The Sentient project brings together techniques from responsive media, dance, and lighting design to engage with the heterogeneous materialities of non-human objects like rocks, lanterns, and teacups. Considering these objects as collaborative partners, we create performative events and immersive installations as experiential space for encounters with non-human rhythmicities. Current performative research and performance is with Lanterns, a hybrid digital-physical system with responsive sound and light for full-bodied interaction.
“Vinegar Spirit” – October, 2017 [Williamsburg Art neXus, NY]
Music by Austen Mack (AZ), performance by Léla Groom (NY) and Maggie Beutner (NY)
Vinegar Spirit is a work for two movers and musician. Within the work, we are looking at the perceived notion of selfishness within the feminine experience.
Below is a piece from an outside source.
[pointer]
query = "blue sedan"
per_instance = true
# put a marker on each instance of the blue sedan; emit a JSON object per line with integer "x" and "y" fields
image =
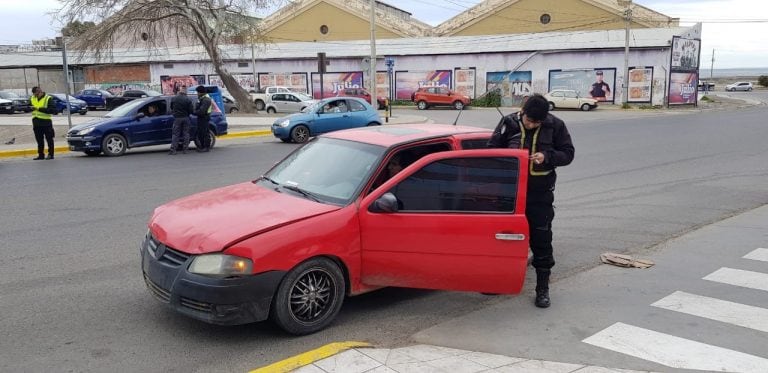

One way that selfishness is perceived is through women taking up metaphorical and literal space—allowing ourselves to be big in body, in movement, in personality, in voice etc.
Past Productions-
“Light” – April 2017 [Washington, D.C.]
Music by Sean Doyle (DC), Aerosol Art by Mr. Joseph Fox (DC), Light by Jason Arnold (DC). Created for American University Dance Company.
Contemporary quartet for 4 movers. Sound by Sean Doyle. Costumes by Joseph Fox, Sydney Moore, Britta Joy Peterson, Barbara Tucker Parker. Light (12:30) is a collaborative work bringing together text, sound, aerosol art, light and movement. As the third riff of BJP’s Cover All Series, the quartet is an internal call to action and an external convening of empowered people. We rise, we begin. The Cover All Series also includes “Moxie” (2014) and “A Manner of Adjourning from the Apex” (2015).
“Tired hearts kick darkness and bleed light” – January 2017, April 2016, October 2015 [Tempe, San Francisco, Rock Springs, Phoenix]
Created, installed and performed by +++ with Coel Rodriguez.
Tired hearts kick darkness and bleed light (16:00) is an audience absorbing interrogation of intimacy. The quartet transforms space through light, movement, and sound—juxtaposing textures, tempos, angles, and qualities/quantities of touch.
Created and installed by +++ for Desert Dance Theatre, Wyoming
Visible Sketch v.5 (11:30) is an interactive media/dance performance for three movers/vocalists. The performers use sketches to describe each major performance of the piece, referring to an iterative creative process that resists perfectionist temptations.
This project explores a dynamic concealing/revealing in contexts of multiple relationships: individual and ensemble, body and self, open and closed, part and whole, qualities and quantities, knowing and naïveté.
Dance making is an act of synthesizing ideas. The process may take one (or multiple) of many paths depending on variables like the number of dancers, resources at hand, type of idea, intention of product, or type of audience.
Or I may say to hell with it and not worry about any of these.
I find myself paring away, streamlining, removing the frivolous and superfluous. The resulting experience is a clearly designed space full of sensuous materials: bodies meeting light, sound, objects and other bodies.
The human body. A body of human bodies. They are the catalytic agent for the process and the product. The tissues, organs, and spirit of the body move through different methods to analyze, connect, and transform ideas into dances.